Underwater cameraman Andy Casagrande builds his own rigs and films fearlessly to capture unique footage of sharks like no one else. By Bill Morris
Andy Casagrande had dreamed of swimming with sharks ever since he was a kid growing up in a small town near Pittsburgh. He finally got his chance in 2005. Armed with nothing but a Sony Handycam in a DIY waterproof case and his own nerve, Casagrande slipped over the side of a boat and into the waters known as Shark Alley, off Gaansbaai in the Western Cape.
Within seconds Casagrande’s dream was coming all too true: a great white shark came gliding towards him. The sleek, 2 000-kg beast slid past, close enough to touch.
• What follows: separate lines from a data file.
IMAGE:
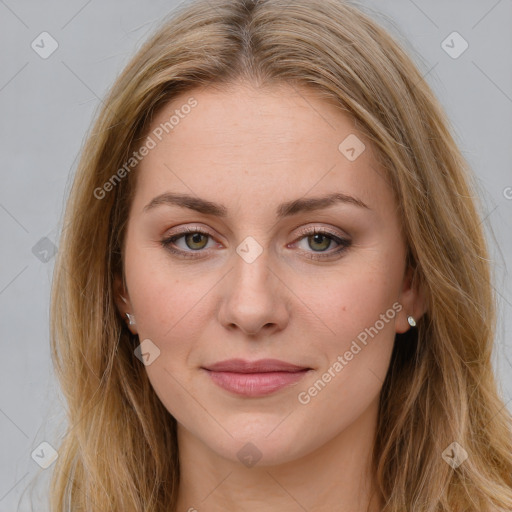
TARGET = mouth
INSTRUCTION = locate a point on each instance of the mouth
(255, 378)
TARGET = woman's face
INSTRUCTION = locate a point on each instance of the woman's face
(257, 171)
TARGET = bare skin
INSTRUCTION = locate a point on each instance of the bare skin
(250, 150)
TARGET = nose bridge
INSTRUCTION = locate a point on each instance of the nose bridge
(252, 298)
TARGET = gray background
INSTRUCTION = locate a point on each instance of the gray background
(47, 106)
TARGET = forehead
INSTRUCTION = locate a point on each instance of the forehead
(242, 141)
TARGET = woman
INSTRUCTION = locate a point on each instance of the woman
(273, 289)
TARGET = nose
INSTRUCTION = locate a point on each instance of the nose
(254, 298)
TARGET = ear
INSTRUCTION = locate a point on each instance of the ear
(122, 301)
(413, 300)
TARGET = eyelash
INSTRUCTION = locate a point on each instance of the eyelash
(344, 243)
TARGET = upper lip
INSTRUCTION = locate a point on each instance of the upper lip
(259, 366)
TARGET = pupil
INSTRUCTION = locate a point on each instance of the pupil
(318, 238)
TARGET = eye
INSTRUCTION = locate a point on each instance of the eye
(196, 239)
(319, 240)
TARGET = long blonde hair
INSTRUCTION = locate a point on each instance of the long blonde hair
(120, 451)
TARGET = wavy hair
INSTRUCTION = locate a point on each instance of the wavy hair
(120, 452)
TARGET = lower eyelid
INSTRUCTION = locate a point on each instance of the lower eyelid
(343, 244)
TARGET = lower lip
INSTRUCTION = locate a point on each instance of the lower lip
(255, 384)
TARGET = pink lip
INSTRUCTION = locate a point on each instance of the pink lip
(256, 378)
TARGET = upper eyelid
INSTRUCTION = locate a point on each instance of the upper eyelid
(302, 234)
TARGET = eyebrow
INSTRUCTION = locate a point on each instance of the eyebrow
(286, 209)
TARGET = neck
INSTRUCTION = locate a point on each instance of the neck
(335, 476)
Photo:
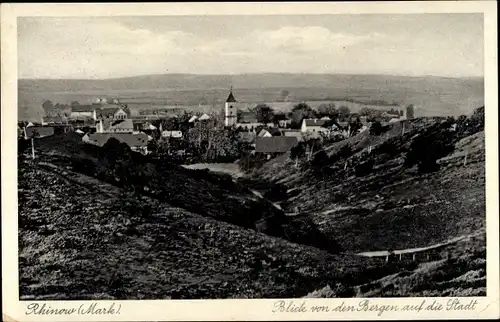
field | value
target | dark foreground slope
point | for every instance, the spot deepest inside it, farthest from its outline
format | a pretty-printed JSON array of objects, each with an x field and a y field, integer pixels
[
  {"x": 392, "y": 205},
  {"x": 80, "y": 238},
  {"x": 197, "y": 191}
]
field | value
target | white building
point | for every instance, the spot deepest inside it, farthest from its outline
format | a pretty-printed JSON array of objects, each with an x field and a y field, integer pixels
[
  {"x": 230, "y": 110},
  {"x": 314, "y": 126}
]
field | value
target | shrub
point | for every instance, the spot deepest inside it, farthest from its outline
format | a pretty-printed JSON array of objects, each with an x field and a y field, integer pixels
[
  {"x": 426, "y": 149},
  {"x": 376, "y": 128},
  {"x": 364, "y": 168},
  {"x": 320, "y": 161},
  {"x": 344, "y": 152}
]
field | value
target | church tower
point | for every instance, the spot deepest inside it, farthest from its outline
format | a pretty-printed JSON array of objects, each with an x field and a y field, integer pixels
[{"x": 231, "y": 110}]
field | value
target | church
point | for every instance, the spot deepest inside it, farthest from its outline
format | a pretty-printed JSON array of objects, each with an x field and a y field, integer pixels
[{"x": 230, "y": 110}]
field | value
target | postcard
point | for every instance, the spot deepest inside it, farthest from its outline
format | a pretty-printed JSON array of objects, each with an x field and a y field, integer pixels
[{"x": 249, "y": 161}]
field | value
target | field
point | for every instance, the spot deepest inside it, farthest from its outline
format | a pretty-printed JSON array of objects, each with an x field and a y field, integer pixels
[
  {"x": 196, "y": 234},
  {"x": 431, "y": 95}
]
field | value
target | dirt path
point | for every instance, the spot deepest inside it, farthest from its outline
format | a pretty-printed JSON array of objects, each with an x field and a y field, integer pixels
[{"x": 384, "y": 253}]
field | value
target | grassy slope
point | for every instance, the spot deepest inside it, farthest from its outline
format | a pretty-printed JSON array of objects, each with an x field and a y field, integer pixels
[
  {"x": 463, "y": 274},
  {"x": 82, "y": 240},
  {"x": 391, "y": 207},
  {"x": 442, "y": 96}
]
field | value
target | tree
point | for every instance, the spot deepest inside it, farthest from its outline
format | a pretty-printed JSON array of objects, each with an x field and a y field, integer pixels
[
  {"x": 264, "y": 113},
  {"x": 48, "y": 107},
  {"x": 328, "y": 110},
  {"x": 410, "y": 111},
  {"x": 366, "y": 111},
  {"x": 355, "y": 126},
  {"x": 300, "y": 112},
  {"x": 376, "y": 128},
  {"x": 284, "y": 95},
  {"x": 344, "y": 112},
  {"x": 297, "y": 152}
]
Casagrande calls the moment surreal, but it was more than that. “The biggest struggle is the mental battle,” he says. “You’re looking at a prehistoric predator, and everything in your body tells you to flee. But you just need to Zen out, slow down your breathing. Never swim away: if you act like prey they’ll treat you like prey – chase you, catch you and eat you.”
The shark turned and made another pass. Then another. Casagrande was winning the mental battle. His breathing remained slow and regular. He began to relax. “When the shark made the third close pass and didn’t eat me, I figured we were cool.”
His full and proper name is Andy Brandy Casagrande IV, an unusual moniker that befits an unusually talented person. His camera work for the National Geographic series Great Migrations won him the 2011 Emmy Award for Outstanding Cinematography – Nature. But his defining work is his innovative – and, frankly, harrowing – filming for Shark Week, the Discovery Channel’s annual programming extravaganza featuring shows such as Into the Shark Bite and Impossible Shot.